Open ClashLuke opened 2 years ago
i think this would be solved if we use ttyrec instead of videos.
How would you apply ttyrec on a regular desktop? Can it handle video games such as Overwatch?
i did not get the question about "regular desktop" (is it about apps which are not terminal based?) For most apps it should be possible to scale down the frames and convert to terminal-level graphics and extend ttyrecorder to save them , (ofc, with certain loss of quality).
Also at higher frame rates it would be really hard to collect/align the actions, it would be more important to think of a way to handle them from the model-side (eg, think of how CTC loss aligns characters at each timestep).
No, scaling down the frames is not possible. If you want to try it out, take a screenshot of this page and downscale it by a factor of 2.
@ClashLuke I'd recommend to read 'Grandmaster level in StarCraft-II using multi agent reinforcement learning'. Here's the link
It has all that you'd need, real time inference with visual input using architecture consisting of tranformers, etc.

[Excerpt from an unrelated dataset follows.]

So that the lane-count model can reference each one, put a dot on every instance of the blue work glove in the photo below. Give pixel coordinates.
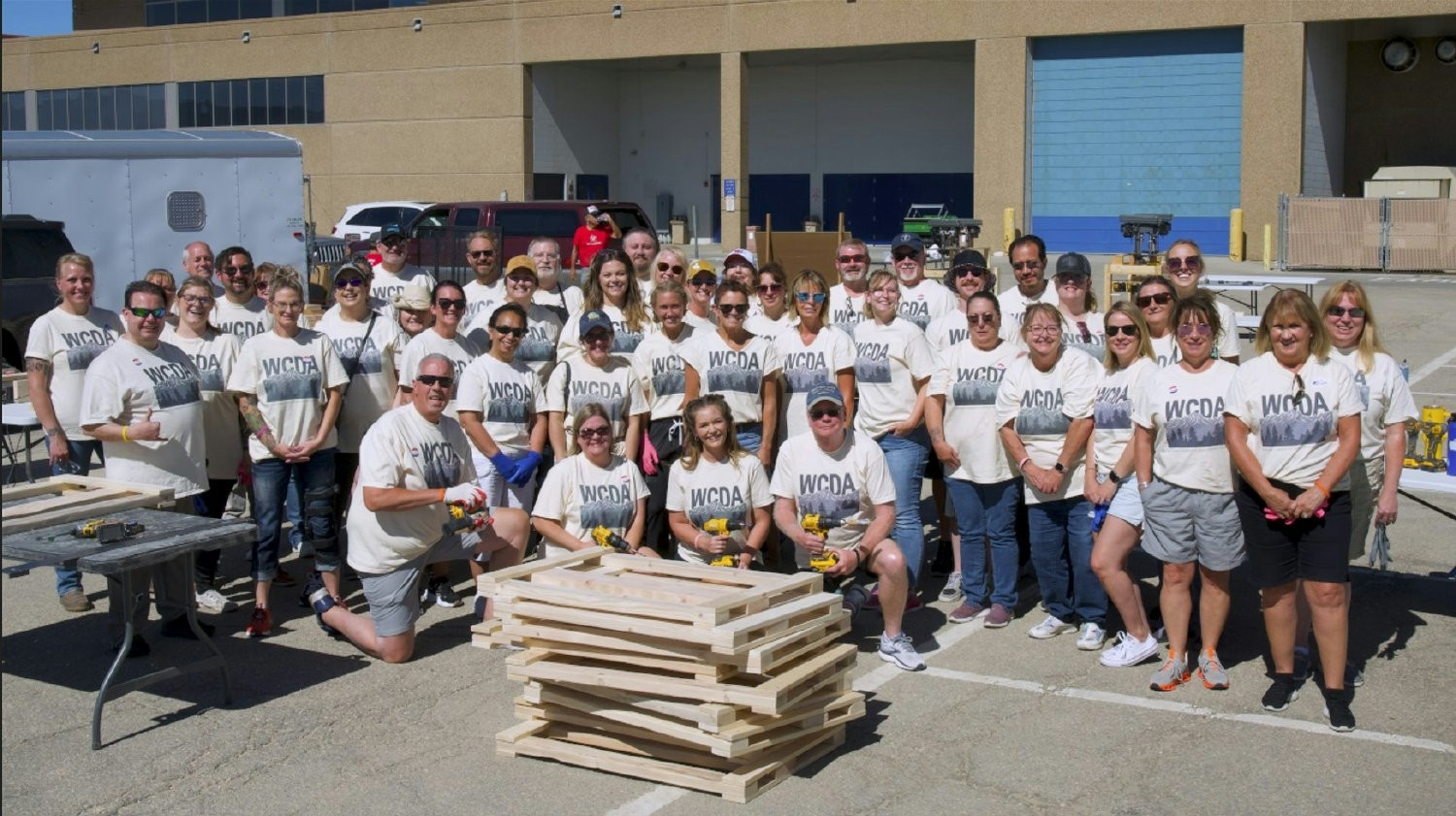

Unfortunately, we can't take one screenshot for every action, as screenshots take 100ms or more. However, recording an entire screen at 60 FPS (the maximum framerate most modern monitors support) is possible. If we later align those frames with the actions taken during a post-processing step, we arrive at roughly the same output without the massive latency overhead. This way, we can retain the capability of allowing the model to "see" what's on the screen.